Sua criação, portanto, parte do papel em preto. Sua caneta, assim, é uma lanterna. “As fotografias desde que foram inventadas, 99,9% são feitas com a luz presente, do sol ou a que se apresenta para o fotógrafo. No universo da criação das artes visuais, sempre procurei ter alguma assinatura, fazer algo que só eu faço, buscando minha própria identidade. Então achei que a técnica do light painting era um campo vasto e pouco explorado, capaz de conferir uma linguagem para o meu trabalho. É uma forma lenta de fotografar, mais trabalhosa, que não é simplesmente apertar um botão”, pontua Renan.
A arte do homem que iniciou sua carreira nos anos 1980, em grandes veículos de comunicação como o “Jornal do Brasil”, chegando a ser correspondente em importantes agências fotográficas, está no processo. Em passagem por Juiz de Fora, para ministrar curso dentro do JF Foto 16, na última semana, Renan defendeu a criação como motriz para os profissionais. Num instante de imagens diversas e constantes, para que a próxima fotografia valha, é necessário que se estabeleça nova. O mundo hoje prescinde das novidades. Fora isso, será só mais uma foto. Ou mais um fotógrafo.
Imagem profunda
Filho de um fotógrafo amador, o carioca Renan Cepeda não pretendia ser mais um. “Quero atribuir um pouco de trabalho e erudição à fotografia. Vivo do mercado de arte, vendo minhas fotos em galeria, e 90% do meu dinheiro vêm disso, então, me sinto constrangido em entregar algo que fiz de maneira frívola. Gosto do trabalho quando ele é elaborado. Ainda que faça rápido, é preciso que seja resultado de estudo, pesquisa, tenha profundidade”, afirma ele, mecânico industrial por formação e artista por força do reconhecimento de um universo dos mais rigorosos.
“Se sou um artista é porque antes de tudo sou fotógrafo. É possível ser fotógrafo e não ser artista, mas para ser artista com fotografia é preciso saber o que faz. Comecei numa formação autodidata, mas muito ortodoxa. Aprendi a revelar os filmes, fazer a química, ampliar. Depois veio o digital, e precisei me inteirar dos processos e, mesmo nela há mágica,há segredos a serem desvendados”, aponta, certo de que para fazer uma gastronomia sofisticada é preciso cozinhar o feijão com arroz de todo dia.

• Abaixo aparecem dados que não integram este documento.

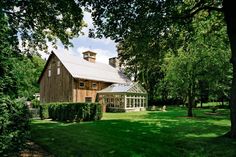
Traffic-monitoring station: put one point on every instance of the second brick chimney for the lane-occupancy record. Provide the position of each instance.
(114, 62)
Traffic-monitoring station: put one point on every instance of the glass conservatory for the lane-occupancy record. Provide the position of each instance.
(124, 97)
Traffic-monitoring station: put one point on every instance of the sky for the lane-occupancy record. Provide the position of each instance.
(105, 47)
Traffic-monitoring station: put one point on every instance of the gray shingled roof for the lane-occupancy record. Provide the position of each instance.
(133, 87)
(80, 68)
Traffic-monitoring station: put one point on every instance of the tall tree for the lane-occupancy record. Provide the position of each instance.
(118, 19)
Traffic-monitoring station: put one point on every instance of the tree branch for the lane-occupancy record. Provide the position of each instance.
(199, 7)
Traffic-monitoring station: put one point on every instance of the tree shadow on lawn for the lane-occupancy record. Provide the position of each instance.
(153, 136)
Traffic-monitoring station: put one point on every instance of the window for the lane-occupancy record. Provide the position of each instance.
(58, 71)
(81, 84)
(94, 85)
(88, 99)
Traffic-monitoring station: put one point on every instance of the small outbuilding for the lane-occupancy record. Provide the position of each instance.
(124, 97)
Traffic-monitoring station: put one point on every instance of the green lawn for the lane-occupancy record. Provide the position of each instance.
(136, 134)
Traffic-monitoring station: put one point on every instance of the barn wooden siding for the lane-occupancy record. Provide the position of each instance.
(80, 94)
(56, 88)
(65, 88)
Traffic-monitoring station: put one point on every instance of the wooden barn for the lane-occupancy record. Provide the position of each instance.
(69, 78)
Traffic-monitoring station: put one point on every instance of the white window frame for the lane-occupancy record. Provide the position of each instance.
(83, 84)
(94, 87)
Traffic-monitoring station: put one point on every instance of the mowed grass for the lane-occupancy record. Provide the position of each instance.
(139, 134)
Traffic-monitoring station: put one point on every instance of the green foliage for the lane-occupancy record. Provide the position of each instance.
(71, 111)
(43, 112)
(35, 103)
(14, 125)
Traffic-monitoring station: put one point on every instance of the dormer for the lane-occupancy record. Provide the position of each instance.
(89, 56)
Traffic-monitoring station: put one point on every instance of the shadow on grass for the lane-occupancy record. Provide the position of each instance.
(155, 134)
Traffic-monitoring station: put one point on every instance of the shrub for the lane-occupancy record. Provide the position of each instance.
(72, 112)
(43, 111)
(14, 125)
(35, 103)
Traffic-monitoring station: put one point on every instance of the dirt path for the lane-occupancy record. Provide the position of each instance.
(34, 150)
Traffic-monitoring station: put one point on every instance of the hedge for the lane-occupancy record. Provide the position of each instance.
(71, 112)
(14, 125)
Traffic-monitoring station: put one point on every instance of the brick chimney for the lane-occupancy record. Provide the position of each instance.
(114, 62)
(89, 56)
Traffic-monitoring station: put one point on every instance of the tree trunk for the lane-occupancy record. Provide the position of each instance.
(190, 104)
(230, 18)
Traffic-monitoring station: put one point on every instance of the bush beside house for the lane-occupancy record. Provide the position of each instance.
(71, 112)
(14, 126)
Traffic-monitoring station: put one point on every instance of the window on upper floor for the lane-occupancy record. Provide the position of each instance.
(94, 85)
(81, 84)
(88, 99)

“Vão de almas”, série na qual retrata os habitantes da comunidade quilombola homônima, na Chapada dos Veadeiros, em Goiás, é prova de que o clique não se faz apenas de emoções. No ambiente negro ocupado por negros, Renan ilumina corpos e pequenos objetos, como a dizer de uma história que ganha nobreza a partir das narrativas individuais. Repleto de referências plásticas em diálogo com a história da arte, o trabalho toca por se fazer uma tela quando o recurso é uma câmera.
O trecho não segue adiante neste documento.